Il faut relire la lettre que Federico García Lorca envoie à son jeune ami colombien Jorge Zalamea (1905-1969) à l’automne de 1928. Il lui dédie le Poème de la solea (Poema del cante jondo, 1931). Jorge Zalamea est un écrivain et diplomate colombien, traducteur de Saint-John Perse en espagnol. À partir de 1928, il passe une période en Espagne et fait la connaissance des poètes de la Génération de 1927. La correspondance que Federico lui adresse (cinq lettres et un fragment de lettre) est exceptionnellement révélatrice. Elle a été publiée primitivement dans la Revista de las Indias, Bogotá, 1937. n°5.
Le premier Romancero gitano a été publié à la fin du mois de juillet 1928 et a obtenu rapidement un grand succès en Espagne, puis dans le monde hispanique. Au début août, García Lorca revient à Grenade. Mais, ses amis Salvador Dalí et Luis Buñuel critiquent vertement ce recueil. Rapidement, García Lorca s’éloigne de cette thématique traditionnelle et populaire. Il se tourne vers le pôle opposé (Odes et Poèmes en prose). Il traverse alors aussi grave une grande crise sentimentale (rupture avec le sculpteur Emilio Aladrén, 1906-1944) qu’il ne surmontera qu’un an plus tard en partant aux États-Unis et à Cuba.
Lettre de Federico García Lorca à Jorge Zalamea
[Grenade, automne 1928]
gallo
Mon cher Jorge :
Enfin j’ai reçu ta lettre. Je t’en avais écrit une, que j’ai déchirée.
Tu as dû passer un mauvais été. Heureusement voici qu’on entre dans l’automne qui me rend la vie. Moi aussi j’ai été très malheureux. Très. Il faut avoir la somme de joie que Dieu m’a donnée pour ne pas succomber sous la foule de conflits qui m’ont assailli dernièrement. Mais Dieu ne m’abandonne jamais. J’ai beaucoup travaillé et je continue. Après avoir construit mes Odes, où je mets tant d’ardeur, je boucle ce cycle de poésie pour faire autre chose ensuite. En ce moment, j’écris une poésie à S’OUVRIR LES VEINES, une poésie ÉVADÉE de la réalité, empreinte d’une émotion où se reflète mon amour – et ma dérision – des choses. Amour de la mort. Amour. Mon coeur. C’est ainsi.

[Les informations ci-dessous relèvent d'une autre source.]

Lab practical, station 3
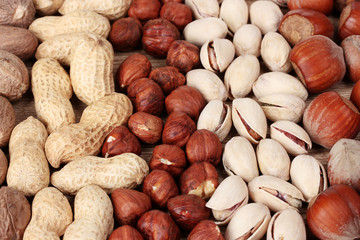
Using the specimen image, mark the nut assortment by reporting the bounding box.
[0,0,360,240]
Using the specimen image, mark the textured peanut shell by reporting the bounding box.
[70,34,115,105]
[0,49,29,101]
[51,153,149,194]
[23,187,73,240]
[29,11,110,42]
[0,96,16,146]
[6,116,50,196]
[31,58,75,133]
[63,185,114,240]
[59,0,132,20]
[45,93,133,168]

Toute la journée j’ai une activité poétique d’usine. Après quoi je me jette dans l’humain, dans l’andalou pur, dans la bacchanale de chair et de rire. L’Andalousie est incroyable. Orient sans venin. Occident sans action. Chaque jour m’apporte de nouvelles surprises. La belle chair du Sud te remercie après que tu l’as piétinée.
Malgré tout, je ne suis pas bien, je ne suis pas heureux. Aujourd’hui il fait à Grenade un jour gris de PREMIERE QUALITÉ. De la propriété de San Vicente (ma mère s’appelle Vicenta) où j’habite, parmi des figuiers magnifiques et d’immenses noyers vigoureux, je vois le plus beau panorama de montagnes d’Europe pour la transparence de l’air.

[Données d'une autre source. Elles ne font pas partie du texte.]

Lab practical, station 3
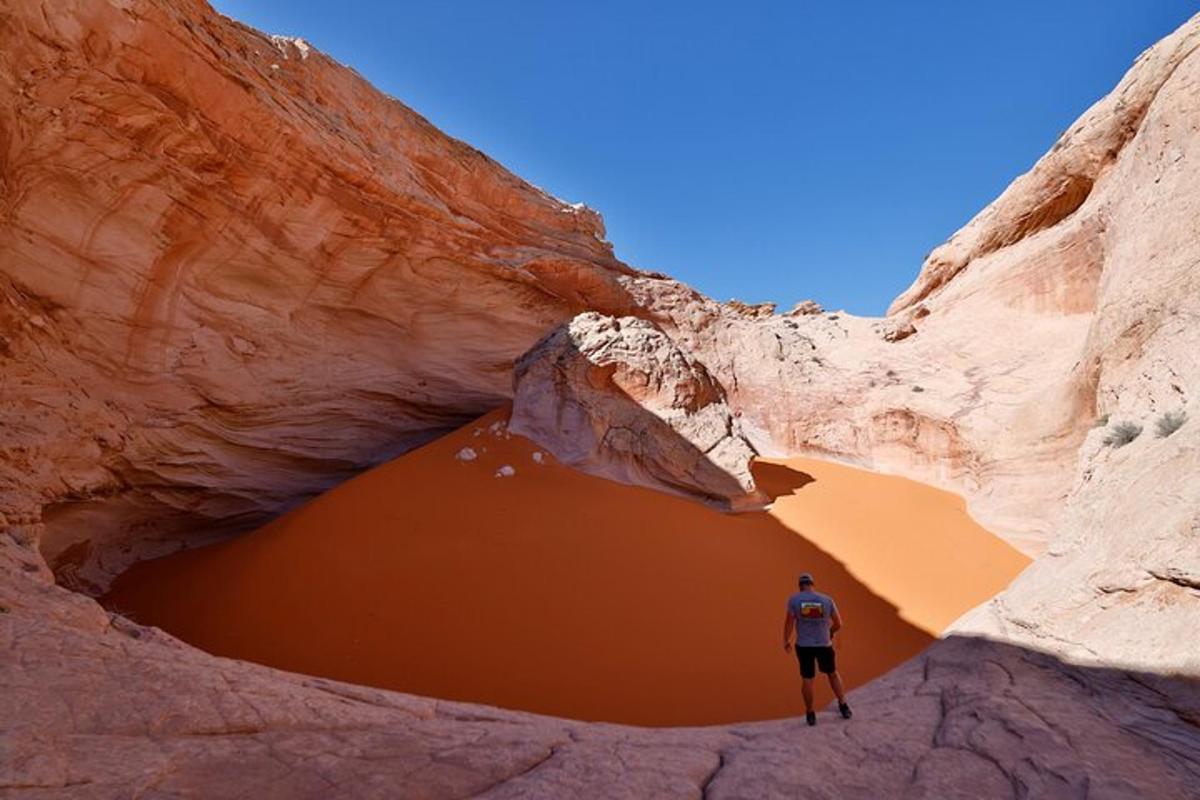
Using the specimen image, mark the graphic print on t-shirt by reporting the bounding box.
[800,602,824,619]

Comme tu le vois, mon cher ami, je t’écris sur le papier de gallo, parce que nous allons relancer la revue ; nous sommes en train de composer le troisième numéro.

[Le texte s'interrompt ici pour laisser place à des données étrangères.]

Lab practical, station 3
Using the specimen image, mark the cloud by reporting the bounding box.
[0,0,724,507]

Je crois qu’il sera très bien.
Au revoir, cher Jorge. Reçois une affectueuse accolade de
FEDERICO
Sois joyeux ! C’est une nécessité, un devoir que d’être joyeux. Je te le dis, moi qui traverse une des périodes les plus tristes et les plus pénibles de ma vie.
Écris-moi.
Carta de Federico García Lorca a Jorge Zalamea
[Granada, septiembre 1928]
gallo
Mi querido Jorge:
Por fin he recibido tu carta. Ya te había escrito una y la he roto.
Has debido pasar un mal verano. Ya afortunadamente entra el otoño, que me da la vida. Yo también lo he pasado muy mal. Muy mal. Se necesita tener la cantidad de alegría que Dios me ha dado para no sucumbir ante la cantidad de conflictos que me han asaltado últimamente. Pero Dios no me abandona nunca. He trabajado mucho y estoy trabajando. Después de construir mis Odas, en las que tengo tanta ilusión, cierro este ciclo de poesía para hacer otra cosa. Ahora hago una poesía de abrirse las venas, una poesía evadida ya de la realidad con una emoción donde se refleja todo mi amor por las cosas y mi guasa por las cosas. Amor de morir y burla de morir. Amor. Mi corazón. Así es.
Todo el día tengo una actividad poética de fábrica. Y luego me lanzo a lo del hombre, a lo del andaluz puro, a la bacanal de carne y de risa. Andalucía es increíble. Oriente sin veneno, Occidente sin acción. Todos los días llevo sorpresas nuevas. La bella carne del Sur te da las gracias después de haberla pisoteado.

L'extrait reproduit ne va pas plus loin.